La section 2 de la Constitution de 2006 consacrée au pouvoir précise à l’alinéa 1 de son article 100 :« Le Pouvoir législatif est exercé par un Parlement composé de deux Chambres l’Assemblée nationale et le Sénat ». Au regard de cette disposition, c’est successivement que les deux Chambres votent des lois, contrôlent le gouvernement, les entreprises publiques ainsi que les établissements et les services publics. Volonté du peuple à travers le législateur.
D’une certaine manière, en prévoyant un Parlement bicaméral, le législateur a eu le souci de ne pas confier le pouvoir législatif à une seule Chambre ou de permettre à une des Chambres le soin d’étouffer l’autre en faisant triompher, de façon délibérée, son point de vue. Cela s’appelle veiller à l’équilibre des institutions.
Aussi l’article 135 de la Constitution a-t-il prévu des mécanismes qui, «lorsque, par suite d’un désaccord entre les deux Chambres, un projet ou une proposition de loi n ‘a pu être adopté après une lecture par chaque Chambre », permet de débloquer l’impasse. En pareille circonstance, la loi prévoit la mise en place, par les deux bureaux, d’une «commission mixte paritaire chargée de proposer un texte sur les dispositions restant en discussion ». Une recherche permanente du compromis, sans toutefois neutraliser les positions opposées. «Le texte élaboré par la Commission mixte paritaire est soumis pour adoption aux deux Chambres », stipule la Constitution.
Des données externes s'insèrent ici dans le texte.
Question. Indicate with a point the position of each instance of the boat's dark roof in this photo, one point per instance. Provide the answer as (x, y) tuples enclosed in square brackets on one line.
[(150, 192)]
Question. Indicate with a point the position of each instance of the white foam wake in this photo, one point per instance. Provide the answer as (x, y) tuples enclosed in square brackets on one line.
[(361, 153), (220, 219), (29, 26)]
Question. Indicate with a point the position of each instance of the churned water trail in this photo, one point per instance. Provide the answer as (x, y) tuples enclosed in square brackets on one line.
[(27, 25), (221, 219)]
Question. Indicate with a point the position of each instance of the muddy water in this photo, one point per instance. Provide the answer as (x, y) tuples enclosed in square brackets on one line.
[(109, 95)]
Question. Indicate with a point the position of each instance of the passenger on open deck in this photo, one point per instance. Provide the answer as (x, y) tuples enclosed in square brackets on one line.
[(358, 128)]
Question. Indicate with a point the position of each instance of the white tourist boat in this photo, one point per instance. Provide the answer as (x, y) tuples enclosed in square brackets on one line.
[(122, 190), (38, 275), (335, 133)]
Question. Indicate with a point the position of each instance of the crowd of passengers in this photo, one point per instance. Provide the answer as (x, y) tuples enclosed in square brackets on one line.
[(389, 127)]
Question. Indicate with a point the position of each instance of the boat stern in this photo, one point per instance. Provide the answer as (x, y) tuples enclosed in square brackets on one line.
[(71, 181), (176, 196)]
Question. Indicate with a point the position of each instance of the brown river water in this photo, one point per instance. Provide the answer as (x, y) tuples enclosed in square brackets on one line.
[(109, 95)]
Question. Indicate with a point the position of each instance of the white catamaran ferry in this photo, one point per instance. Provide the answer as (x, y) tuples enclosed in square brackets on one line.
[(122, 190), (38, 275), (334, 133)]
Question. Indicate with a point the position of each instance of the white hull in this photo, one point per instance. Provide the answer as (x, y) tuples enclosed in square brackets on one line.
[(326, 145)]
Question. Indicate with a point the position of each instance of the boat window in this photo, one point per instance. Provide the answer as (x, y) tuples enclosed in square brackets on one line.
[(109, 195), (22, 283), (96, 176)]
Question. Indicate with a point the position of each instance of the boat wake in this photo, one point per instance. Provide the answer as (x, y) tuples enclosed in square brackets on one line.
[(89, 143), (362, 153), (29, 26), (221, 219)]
Depuis « le rejet » (le terme est du président du Sénat Léon Kengo) du projet de loi portant répartition des sièges aux municipales et locales, le vendredi 31juillet 2015 à la Chambre haute du Parlement, une vive polémique a envahi le Palais du peuple, siège du Parlement.
La polémique a été d’autant plus ravivée qu’en début de cette semaine, un SMS attribué au protocole du Sénat a convoqué les sénateurs à une session extraordinaire bis, après celle clôturée vendredi 31 juillet dernier. Sans autre précision, le
SMS obligeait les sénateurs se trouvant à Kinshasa de ne pas quitter la capitale, alors que ceux se trouvant en dehors de la ville avaient obligation de la rejoindre avant la date du 10 août 2015. C’est le cas, notamment, du président Léon Kengo wa Dondo, en vacances à l’étranger.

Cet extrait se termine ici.